KONTAN.CO.ID – JAKARTA. Indeks Harga Saham Gabungan (IHSG) diperkirakan akan memulai pekan ini, Senin (17/11/2025), dengan pergerakan yang bervariasi atau mixed. Pasar cenderung menahan diri, memilih strategi wait and see, sembari menantikan keputusan penting dari Rapat Dewan Gubernur (RDG) Bank Indonesia yang dijadwalkan pada 19 November 2025.
Pada penutupan perdagangan Jumat (14/11/2025), IHSG tercatat melemah tipis 1,56 poin atau 0,02% dan berakhir di level 8.370,44. Penurunan ini berkontribusi pada koreksi sekitar 0,29% sepanjang pekan. Tekanan juga datang dari bursa saham Asia yang kompak merosot, mengikuti sentimen negatif dari Wall Street. Menariknya, di tengah pelemahan indeks, nilai tukar rupiah justru menunjukkan penguatan, mencapai kisaran Rp16.707 per dolar AS.
Menurut Alrich Paskalis Tambolang, Equity Research Analyst Phintraco Sekuritas, IHSG sempat menunjukkan penguatan di awal sesi perdagangan Jumat, namun berbalik melemah menjelang penutupan. Sektor industrial menjadi penekan utama, sementara sektor infrastruktur tampil sebagai penopang dengan penguatan paling signifikan. Alrich menyoroti sinyal teknikal yang mengindikasikan pelemahan momentum, seperti histogram MACD yang masih positif namun berpotensi membentuk death cross, serta Stochastic RSI yang berada di area overbought dengan volume jual yang dominan.

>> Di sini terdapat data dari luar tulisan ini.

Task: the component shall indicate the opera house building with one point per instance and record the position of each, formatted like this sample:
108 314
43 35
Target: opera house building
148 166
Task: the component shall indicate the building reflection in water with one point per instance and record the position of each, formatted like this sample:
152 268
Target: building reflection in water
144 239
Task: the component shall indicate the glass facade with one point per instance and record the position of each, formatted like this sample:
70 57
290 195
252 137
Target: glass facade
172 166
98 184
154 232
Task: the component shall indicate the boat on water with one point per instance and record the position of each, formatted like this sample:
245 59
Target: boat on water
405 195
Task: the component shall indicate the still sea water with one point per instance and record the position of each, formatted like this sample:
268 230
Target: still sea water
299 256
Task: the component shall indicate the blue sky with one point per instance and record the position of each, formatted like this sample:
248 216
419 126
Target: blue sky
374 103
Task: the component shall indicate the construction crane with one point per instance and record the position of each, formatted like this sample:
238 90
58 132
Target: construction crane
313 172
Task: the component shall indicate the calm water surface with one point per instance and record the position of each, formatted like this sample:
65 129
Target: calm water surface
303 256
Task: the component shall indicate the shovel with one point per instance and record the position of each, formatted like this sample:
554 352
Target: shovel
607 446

Dengan indikasi tersebut, Alrich memproyeksikan Indeks Harga Saham Gabungan masih berpotensi melemah, berpeluang menguji level 8.300 hingga 8.325 dalam jangka pendek. Lebih lanjut, pelaku pasar pekan ini akan mencermati hasil keputusan RDG BI, serta rilis data pertumbuhan kredit dan M2 Money Supply yang dijadwalkan pada 19–21 November 2025 sebagai katalis domestik.
Dari eksternal, perlambatan ekonomi Tiongkok juga turut memberikan tekanan, menyusul penurunan pertumbuhan industrial production Oktober menjadi 4,9% dari 6,5% di bulan sebelumnya, di mana penjualan ritel Tiongkok juga nyaris stagnan di 2,9%. Berdasarkan analisisnya, Alrich menetapkan level resistance IHSG di 8.425, pivot di 8.400, dan support di 8.300.

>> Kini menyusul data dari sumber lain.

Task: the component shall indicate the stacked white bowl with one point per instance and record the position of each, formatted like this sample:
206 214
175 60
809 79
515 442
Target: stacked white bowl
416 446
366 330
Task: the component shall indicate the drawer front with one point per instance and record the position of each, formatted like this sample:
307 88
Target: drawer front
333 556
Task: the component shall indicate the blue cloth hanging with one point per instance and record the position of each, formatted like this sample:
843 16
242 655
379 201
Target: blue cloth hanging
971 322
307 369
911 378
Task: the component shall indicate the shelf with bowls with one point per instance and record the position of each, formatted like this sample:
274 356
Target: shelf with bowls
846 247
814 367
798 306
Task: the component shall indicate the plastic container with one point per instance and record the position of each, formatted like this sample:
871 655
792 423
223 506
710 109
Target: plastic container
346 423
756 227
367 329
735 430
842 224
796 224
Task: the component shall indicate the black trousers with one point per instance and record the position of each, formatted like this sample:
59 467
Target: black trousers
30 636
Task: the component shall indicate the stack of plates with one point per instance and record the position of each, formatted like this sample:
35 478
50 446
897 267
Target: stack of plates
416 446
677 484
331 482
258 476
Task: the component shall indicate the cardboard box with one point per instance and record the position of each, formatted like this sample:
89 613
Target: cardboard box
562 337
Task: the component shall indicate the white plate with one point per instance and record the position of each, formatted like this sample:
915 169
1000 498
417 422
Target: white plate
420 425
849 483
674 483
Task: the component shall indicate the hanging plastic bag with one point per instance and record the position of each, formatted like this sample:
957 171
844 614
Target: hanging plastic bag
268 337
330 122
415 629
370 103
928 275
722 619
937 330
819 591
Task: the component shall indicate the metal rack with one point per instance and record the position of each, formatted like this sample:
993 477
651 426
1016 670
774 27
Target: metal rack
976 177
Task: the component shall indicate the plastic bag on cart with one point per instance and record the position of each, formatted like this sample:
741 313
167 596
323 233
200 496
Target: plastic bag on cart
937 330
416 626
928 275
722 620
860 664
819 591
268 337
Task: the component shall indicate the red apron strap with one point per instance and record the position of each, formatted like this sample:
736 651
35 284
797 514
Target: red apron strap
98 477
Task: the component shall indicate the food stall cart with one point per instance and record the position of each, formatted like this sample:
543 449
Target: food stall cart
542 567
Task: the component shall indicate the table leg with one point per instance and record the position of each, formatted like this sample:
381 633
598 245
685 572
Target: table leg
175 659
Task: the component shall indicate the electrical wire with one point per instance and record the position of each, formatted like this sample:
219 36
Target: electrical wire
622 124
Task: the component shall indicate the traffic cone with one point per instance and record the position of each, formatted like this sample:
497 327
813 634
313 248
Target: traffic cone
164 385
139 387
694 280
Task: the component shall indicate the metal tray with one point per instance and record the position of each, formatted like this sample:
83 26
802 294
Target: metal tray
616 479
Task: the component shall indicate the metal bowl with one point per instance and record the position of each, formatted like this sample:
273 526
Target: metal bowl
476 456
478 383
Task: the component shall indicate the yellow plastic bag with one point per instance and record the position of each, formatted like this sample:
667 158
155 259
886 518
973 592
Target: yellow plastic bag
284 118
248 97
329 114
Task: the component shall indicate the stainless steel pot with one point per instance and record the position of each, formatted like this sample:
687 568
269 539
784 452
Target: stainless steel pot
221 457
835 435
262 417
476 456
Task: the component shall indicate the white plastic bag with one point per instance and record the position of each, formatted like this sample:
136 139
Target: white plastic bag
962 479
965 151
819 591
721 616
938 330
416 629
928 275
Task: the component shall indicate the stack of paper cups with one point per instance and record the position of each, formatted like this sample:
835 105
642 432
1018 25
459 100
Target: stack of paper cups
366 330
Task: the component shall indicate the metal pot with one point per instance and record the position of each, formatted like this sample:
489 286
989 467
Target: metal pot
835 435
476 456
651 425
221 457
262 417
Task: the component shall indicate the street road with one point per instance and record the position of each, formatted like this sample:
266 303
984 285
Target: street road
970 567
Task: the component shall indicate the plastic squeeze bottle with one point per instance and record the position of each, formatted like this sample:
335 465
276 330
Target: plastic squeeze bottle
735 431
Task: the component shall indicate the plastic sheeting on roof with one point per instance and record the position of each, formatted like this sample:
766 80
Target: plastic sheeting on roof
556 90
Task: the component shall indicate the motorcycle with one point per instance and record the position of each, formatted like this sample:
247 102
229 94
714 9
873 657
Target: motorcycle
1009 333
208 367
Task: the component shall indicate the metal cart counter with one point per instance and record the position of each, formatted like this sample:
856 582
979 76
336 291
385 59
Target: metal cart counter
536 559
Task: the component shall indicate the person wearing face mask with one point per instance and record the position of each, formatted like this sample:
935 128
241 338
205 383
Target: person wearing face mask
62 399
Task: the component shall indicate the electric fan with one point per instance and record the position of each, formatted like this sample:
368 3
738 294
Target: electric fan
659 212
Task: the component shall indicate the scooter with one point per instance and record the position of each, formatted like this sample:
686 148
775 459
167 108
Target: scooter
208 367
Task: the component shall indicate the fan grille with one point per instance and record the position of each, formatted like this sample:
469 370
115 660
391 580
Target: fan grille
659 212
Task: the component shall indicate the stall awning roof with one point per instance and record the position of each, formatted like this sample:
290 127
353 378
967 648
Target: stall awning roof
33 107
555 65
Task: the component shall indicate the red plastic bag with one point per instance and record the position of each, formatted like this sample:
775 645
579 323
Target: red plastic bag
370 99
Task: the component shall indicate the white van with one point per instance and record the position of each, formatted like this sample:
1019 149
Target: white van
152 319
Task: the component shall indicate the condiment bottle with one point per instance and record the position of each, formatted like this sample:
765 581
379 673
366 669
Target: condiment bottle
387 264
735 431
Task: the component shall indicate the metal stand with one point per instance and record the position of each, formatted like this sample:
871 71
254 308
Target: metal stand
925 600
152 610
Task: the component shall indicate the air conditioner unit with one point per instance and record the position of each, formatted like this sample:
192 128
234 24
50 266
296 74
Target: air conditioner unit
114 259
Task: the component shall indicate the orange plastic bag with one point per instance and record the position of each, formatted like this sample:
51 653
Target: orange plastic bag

Sementara itu, William Hartanto, Praktisi Pasar Modal sekaligus Founder WH-Project, menilai pelemahan IHSG pekan lalu lebih disebabkan oleh aksi profit taking setelah indeks menembus level tertinggi sepanjang masa. Menurutnya, kondisi tersebut masih tergolong wajar dan merupakan bagian dari dinamika pasar. Ia mengamati bahwa IHSG saat ini masih dalam pengujian support di 8.361 dan memiliki peluang untuk melemah terbatas. Area 8.361–8.288 disebutnya sebagai demand zone yang masih aman untuk strategi buy on weakness bagi investor.
William menambahkan bahwa meskipun sentimen global cenderung negatif, terlihat dari pelemahan Dow Jones dan pasar kripto, dampaknya terhadap pergerakan IHSG belum terasa signifikan. Data transaksi menunjukkan aksi jual bersih asing (net sell) sebesar Rp56,74 miliar pada perdagangan terakhir, namun beberapa saham big caps seperti BMRI, BBCA, INET, BREN, dan BBRI, justru mencatat pembelian bersih oleh investor asing.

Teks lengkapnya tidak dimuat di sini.